I have been spinning fiber for about 4 years now, starting with a drop spindle and switching to a wheel a couple of years ago. My first wheel was a restored Ashford Traditional that I bought from a friend who had restored it and learned on it and then won a new wheel. I learned on it, using it for a bit more than a year, sold it to mutual friend who is a fellow knitter that wants to learn to spin. When I sold it, I bought an Ashford Kiwi 2 as I wanted a double treadle wheel and used it for nearly a year and sold it to get a wheel that travels better for going to spinning group and for taking when I go to spend a week babysitting with a grand. My new wheel which I have only had for a few weeks is a brand new Kromski Sonata. Getting the new wheel inspired me to work through some of the fiber I had collected and have made undyed Shetland wool yarn that is for sale at Greenberry House (www.greenberryhouse.com) in Meadows of Dan. Then I finished 3 ounces of Merino, spun for a friend.
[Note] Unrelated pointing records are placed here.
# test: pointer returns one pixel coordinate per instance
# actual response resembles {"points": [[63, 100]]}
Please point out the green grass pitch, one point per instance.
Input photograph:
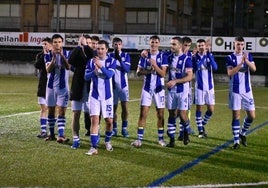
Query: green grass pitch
{"points": [[26, 161]]}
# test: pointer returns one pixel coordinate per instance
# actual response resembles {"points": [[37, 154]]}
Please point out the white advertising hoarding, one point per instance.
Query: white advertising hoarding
{"points": [[219, 44]]}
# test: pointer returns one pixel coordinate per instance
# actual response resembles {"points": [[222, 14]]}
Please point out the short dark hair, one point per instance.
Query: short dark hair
{"points": [[179, 39], [239, 38], [47, 39], [104, 42], [88, 37], [56, 36], [95, 37], [117, 39], [201, 40], [186, 39], [155, 37]]}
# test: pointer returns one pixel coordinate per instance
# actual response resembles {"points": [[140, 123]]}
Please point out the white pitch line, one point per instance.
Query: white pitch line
{"points": [[224, 185]]}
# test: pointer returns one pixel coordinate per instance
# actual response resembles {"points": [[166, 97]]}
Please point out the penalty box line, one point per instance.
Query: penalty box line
{"points": [[199, 159]]}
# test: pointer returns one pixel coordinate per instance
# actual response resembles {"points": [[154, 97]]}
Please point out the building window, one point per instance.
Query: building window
{"points": [[169, 19], [152, 17], [142, 17], [73, 11], [84, 11], [131, 17], [104, 13], [10, 10]]}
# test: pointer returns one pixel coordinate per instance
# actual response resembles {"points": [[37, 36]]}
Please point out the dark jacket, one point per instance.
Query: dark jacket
{"points": [[42, 74], [78, 60]]}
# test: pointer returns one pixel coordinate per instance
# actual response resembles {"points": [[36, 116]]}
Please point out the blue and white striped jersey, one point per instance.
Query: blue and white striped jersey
{"points": [[178, 67], [153, 82], [240, 82], [122, 68], [101, 83], [203, 66]]}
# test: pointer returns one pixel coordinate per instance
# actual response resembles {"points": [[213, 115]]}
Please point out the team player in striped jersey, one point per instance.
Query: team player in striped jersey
{"points": [[203, 66], [79, 88], [186, 45], [153, 68], [180, 75], [100, 70], [42, 84], [239, 64], [120, 82], [57, 91]]}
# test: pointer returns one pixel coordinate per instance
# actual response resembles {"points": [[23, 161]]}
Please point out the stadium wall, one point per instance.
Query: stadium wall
{"points": [[20, 61]]}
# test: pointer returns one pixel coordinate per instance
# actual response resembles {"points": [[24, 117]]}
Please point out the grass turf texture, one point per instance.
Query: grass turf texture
{"points": [[27, 161]]}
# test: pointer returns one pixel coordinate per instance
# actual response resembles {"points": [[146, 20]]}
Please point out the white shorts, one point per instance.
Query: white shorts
{"points": [[178, 101], [148, 98], [105, 107], [80, 106], [42, 100], [59, 97], [246, 100], [121, 94], [204, 97]]}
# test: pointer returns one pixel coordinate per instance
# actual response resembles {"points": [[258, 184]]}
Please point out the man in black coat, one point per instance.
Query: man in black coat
{"points": [[42, 82], [79, 88]]}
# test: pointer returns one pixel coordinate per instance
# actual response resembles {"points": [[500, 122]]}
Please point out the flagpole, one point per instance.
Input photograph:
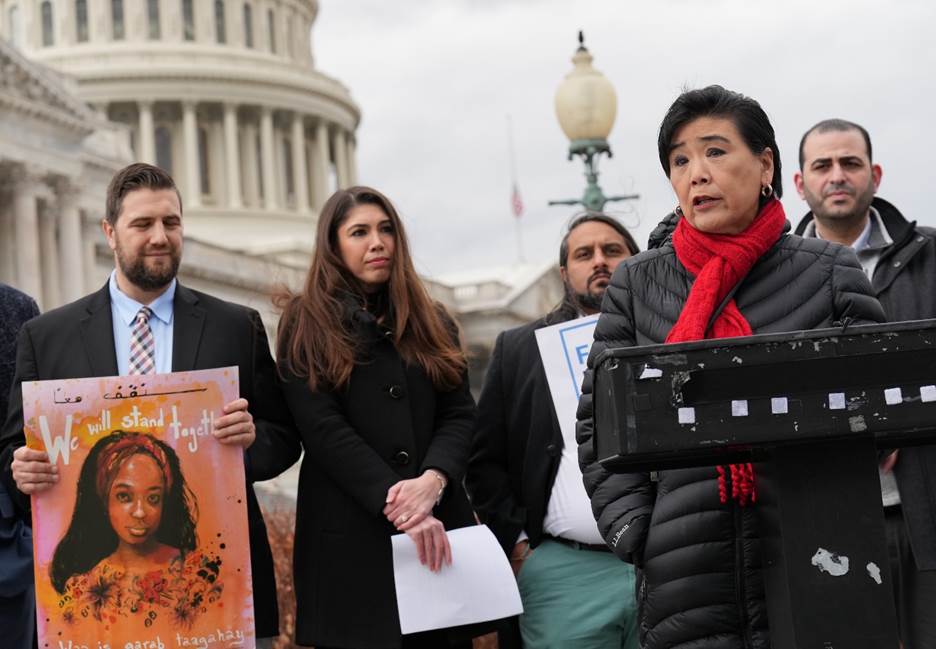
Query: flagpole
{"points": [[515, 195]]}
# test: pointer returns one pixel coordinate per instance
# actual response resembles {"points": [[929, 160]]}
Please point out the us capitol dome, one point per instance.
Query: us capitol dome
{"points": [[223, 94]]}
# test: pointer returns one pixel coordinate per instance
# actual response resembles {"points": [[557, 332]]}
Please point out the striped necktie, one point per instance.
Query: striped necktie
{"points": [[142, 344]]}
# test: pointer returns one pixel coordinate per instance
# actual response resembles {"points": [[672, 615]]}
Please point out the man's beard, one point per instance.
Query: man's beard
{"points": [[589, 301], [135, 270]]}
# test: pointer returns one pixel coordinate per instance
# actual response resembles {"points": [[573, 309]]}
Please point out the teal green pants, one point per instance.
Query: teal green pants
{"points": [[577, 599]]}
As spinning is going well, I decided that I was ready to start expanding the yarn making process and wanted to mix some of the Alpaca fleece that I have with some wool that I have, so I bought a set of hand carders from Strauch Fiber Equipment Co. (http://www.strauchfiber.com/) as she is a spinner in the group to which I belong. I have started blending the Caramel colored Alpaca with a light and dark Blue Faced Leicester wool.
Today Jim and I took off for a drive and ended up at Olde Liberty Fiber Faire (www.olfibrefaire.com/). From that I came home with a big red cloud of hand carded Tunis wool and a bag of dark colored Finn X Jacob to spin and a small pot of garnet red dye to try my hand at dyeing my own yarn.
Once I feel that I have a good handle on these skills, my goal is to buy a whole raw fleece, wash it and hand card the locks for spinning into yarn to dye.
I’m sure Jim would have rather spent the day wandering around the Blue Ridge Motorcycle Fest that we passed and watched literally hundreds of motorcyclist headed in that direction, but he spent the day with me.
Tomorrow, my wheel, hand carders, a suitcase packed with clothing, yarn and fiber are headed off for a week of babysitting in Northern Virginia while he stays home and critter sits the 2 dogs, 2 cats, and 20 chickens. I am leaving him with homemade stew, chili, and goulash so he doesn’t have to eat out each night.
Life is an adventure on our mountain farm, and off of it when we take a day trip.